This did not reassure Warburton, nor did he know what this comparison meant, being an ordinary mortal.

"With all respect to you, Miss Annesley, I am sorry that you are determined to ride him. He is most emphatically not a lady's horse, and you have never ridden him. Your skirts will irritate him, and if he sees your crop, he'll bolt."

She did not reply, but merely signified her desire to mount. No sooner was she up, however, than she secretly regretted her caprice; but not for a hundred worlds would she have permitted this groom to know. But Pirate, with that rare instinct of the horse, knew that his mistress was not sure of him. He showed the whites of his eyes and began pawing the gravel. The girl glanced covertly at her groom and found no color in his cheeks. Two small muscular lumps appeared at the corners of her jaws. She would ride Pirate, and nothing should stop her; nothing, nothing. Womanlike, knowing herself to be in the wrong, she was furious.

And Pirate surprised them both. During the first mile he behaved himself in the most gentlemanly fashion; and if he shied once or twice, waltzed a little, it was only because he was full of life and spirit. They trotted, they cantered, ran and walked. Warburton, hitherto holding himself in readiness for whatever might happen, relaxed the tension of his muscles, and his shoulders sank relievedly. Perhaps, after all, his alarm had been needless. The trouble with Pirate might be the infrequency with which he had been saddled and ridden. But he knew that the girl would not soon forget his interference. There would be more humiliations, more bitter pills for him to swallow. It pleased him, however, to note the ease with which Dick kept pace with Pirate.
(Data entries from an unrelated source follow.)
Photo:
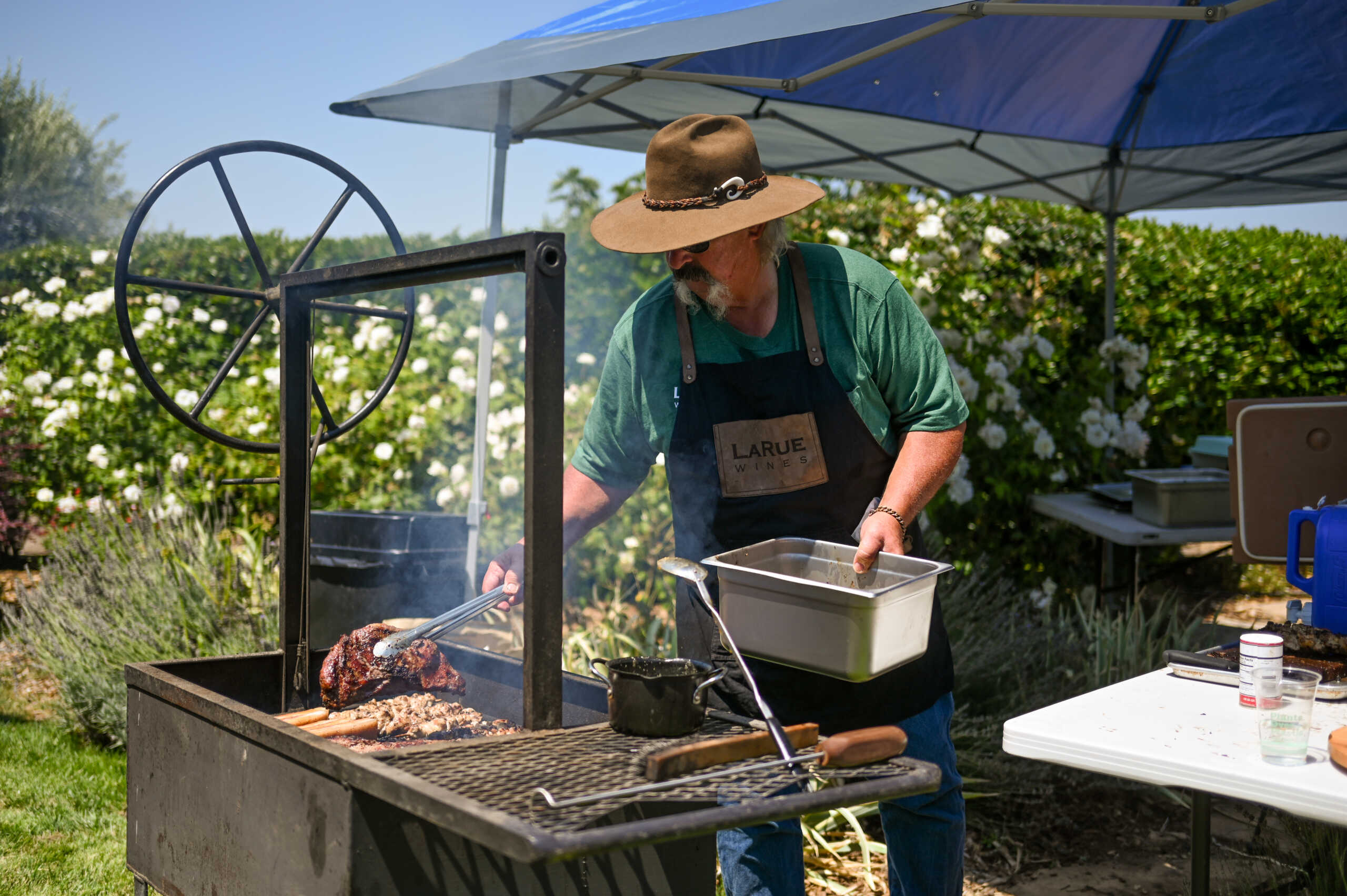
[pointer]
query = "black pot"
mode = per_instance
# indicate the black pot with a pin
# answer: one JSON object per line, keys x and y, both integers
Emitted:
{"x": 655, "y": 697}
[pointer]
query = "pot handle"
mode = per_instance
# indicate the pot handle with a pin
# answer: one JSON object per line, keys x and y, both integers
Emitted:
{"x": 698, "y": 696}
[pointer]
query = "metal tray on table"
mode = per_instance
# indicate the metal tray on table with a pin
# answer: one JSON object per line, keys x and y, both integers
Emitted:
{"x": 1335, "y": 690}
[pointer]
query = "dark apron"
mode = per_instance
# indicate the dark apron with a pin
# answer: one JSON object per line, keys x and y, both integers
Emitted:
{"x": 795, "y": 460}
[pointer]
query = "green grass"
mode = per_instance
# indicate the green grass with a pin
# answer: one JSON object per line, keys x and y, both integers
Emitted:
{"x": 63, "y": 810}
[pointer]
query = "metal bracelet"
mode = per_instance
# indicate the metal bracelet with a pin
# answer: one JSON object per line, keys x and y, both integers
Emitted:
{"x": 903, "y": 526}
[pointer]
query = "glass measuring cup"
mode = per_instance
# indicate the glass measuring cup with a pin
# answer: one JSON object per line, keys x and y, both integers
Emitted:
{"x": 1285, "y": 701}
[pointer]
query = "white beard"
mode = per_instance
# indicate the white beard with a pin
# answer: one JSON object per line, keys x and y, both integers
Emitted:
{"x": 717, "y": 301}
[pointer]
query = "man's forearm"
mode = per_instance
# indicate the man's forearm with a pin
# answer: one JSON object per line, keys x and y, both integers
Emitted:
{"x": 924, "y": 462}
{"x": 585, "y": 505}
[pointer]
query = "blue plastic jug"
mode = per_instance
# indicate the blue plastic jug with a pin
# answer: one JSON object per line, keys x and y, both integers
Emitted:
{"x": 1329, "y": 585}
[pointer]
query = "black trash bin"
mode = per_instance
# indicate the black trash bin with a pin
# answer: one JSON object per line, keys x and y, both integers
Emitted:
{"x": 366, "y": 566}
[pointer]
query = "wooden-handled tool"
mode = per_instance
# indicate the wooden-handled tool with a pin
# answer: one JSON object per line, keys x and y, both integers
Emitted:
{"x": 366, "y": 728}
{"x": 849, "y": 748}
{"x": 690, "y": 758}
{"x": 862, "y": 747}
{"x": 305, "y": 716}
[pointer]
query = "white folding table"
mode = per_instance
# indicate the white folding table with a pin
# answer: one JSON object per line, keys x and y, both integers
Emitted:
{"x": 1163, "y": 729}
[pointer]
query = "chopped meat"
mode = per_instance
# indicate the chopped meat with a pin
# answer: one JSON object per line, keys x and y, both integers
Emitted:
{"x": 1299, "y": 638}
{"x": 411, "y": 720}
{"x": 352, "y": 673}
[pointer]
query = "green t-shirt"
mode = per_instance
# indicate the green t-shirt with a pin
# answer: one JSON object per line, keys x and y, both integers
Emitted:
{"x": 879, "y": 347}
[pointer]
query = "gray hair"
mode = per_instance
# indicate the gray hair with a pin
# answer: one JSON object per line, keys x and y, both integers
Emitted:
{"x": 772, "y": 246}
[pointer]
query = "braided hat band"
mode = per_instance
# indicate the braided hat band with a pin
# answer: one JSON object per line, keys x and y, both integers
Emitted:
{"x": 728, "y": 192}
{"x": 682, "y": 205}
As for the most beautiful person in all the great world, I am afraid that she was beginning to feel self-important. Now that her confidence was fully restored, she never once spoke to, or looked at, her groom. Occasionally from the corner of her eye she could see the white patch on Dick's nose.

"James," she said maliciously and suddenly, "go back five yards. I wish to ride alone."

Warburton, his face burning, fell back. And thus she made her first mistake. The second and final mistake came immediately after. She touched Pirate with her heel, and he broke from a trot into a lively gallop. Dick, without a touch of the boot, kept his distance to a foot. Pirate, no longer seeing Dick at his side, concluded that he had left his rival behind; and the suppressed mischief in his black head began to find an outlet. Steadily he arched his neck; steadily but surely he drew down on the reins. The girl felt the effort and tried to frustrate it. In backing her pull with her right hand, the end of her crop flashed down the side of Pirate's head—the finishing touch. There was a wild leap, a blur of dust, and Mr. Pirate, well named after his freebooting sires, his head down where he wanted it, his feet rolling like a snare-drum, Mr. Pirate ran away, headed for heaven only knew where.

For a brief moment Warburton lost his nerve; he was struck with horror. If she could not hold her seat, she would be killed or dreadfully hurt, and perhaps disfigured. It seemed rather strange, as he recalled it, that Dick, instead of himself, should have taken the initiative. The noble sorrel, formerly a cavalry horse, shot forward magnificently. Doubtless his horse-sense took in the situation, or else he did not like the thought of yonder proud, supercilious show-horse beating him in a running race. So, a very fast mile was put to the rear.

The girl, appreciating her peril, did as all good horsewomen would have done: locked her knee on the horn and held on. The rush of wind tore the pins from her hair which, like a golden plume, stretched out behind her. (Have you ever read anything like this before? I dare say. But to Warburton and the girl, it never occurred that other persons had gone through like episodes. It was real, and actual, and single, and tragic to them.)

The distance between the two horses began slowly to lessen, and Warburton understood, in a nebulous way, what the girl had meant when she said that Dick could outrun Pirate. If Pirate kept to the road, Dick would bring him down; but if Pirate took it into his head to vault a fence! Warburton shuddered. Faster, faster, over this roll of earth, clattering across this bridge, around this curve and that angle. Once the sight of a team drawing a huge grain-wagon sent a shiver to Warburton's heart. But they thundered past with a foot to spare. The old negro on the seat stared after them, his ebony face drawn with wonder and the whites of his eyes showing.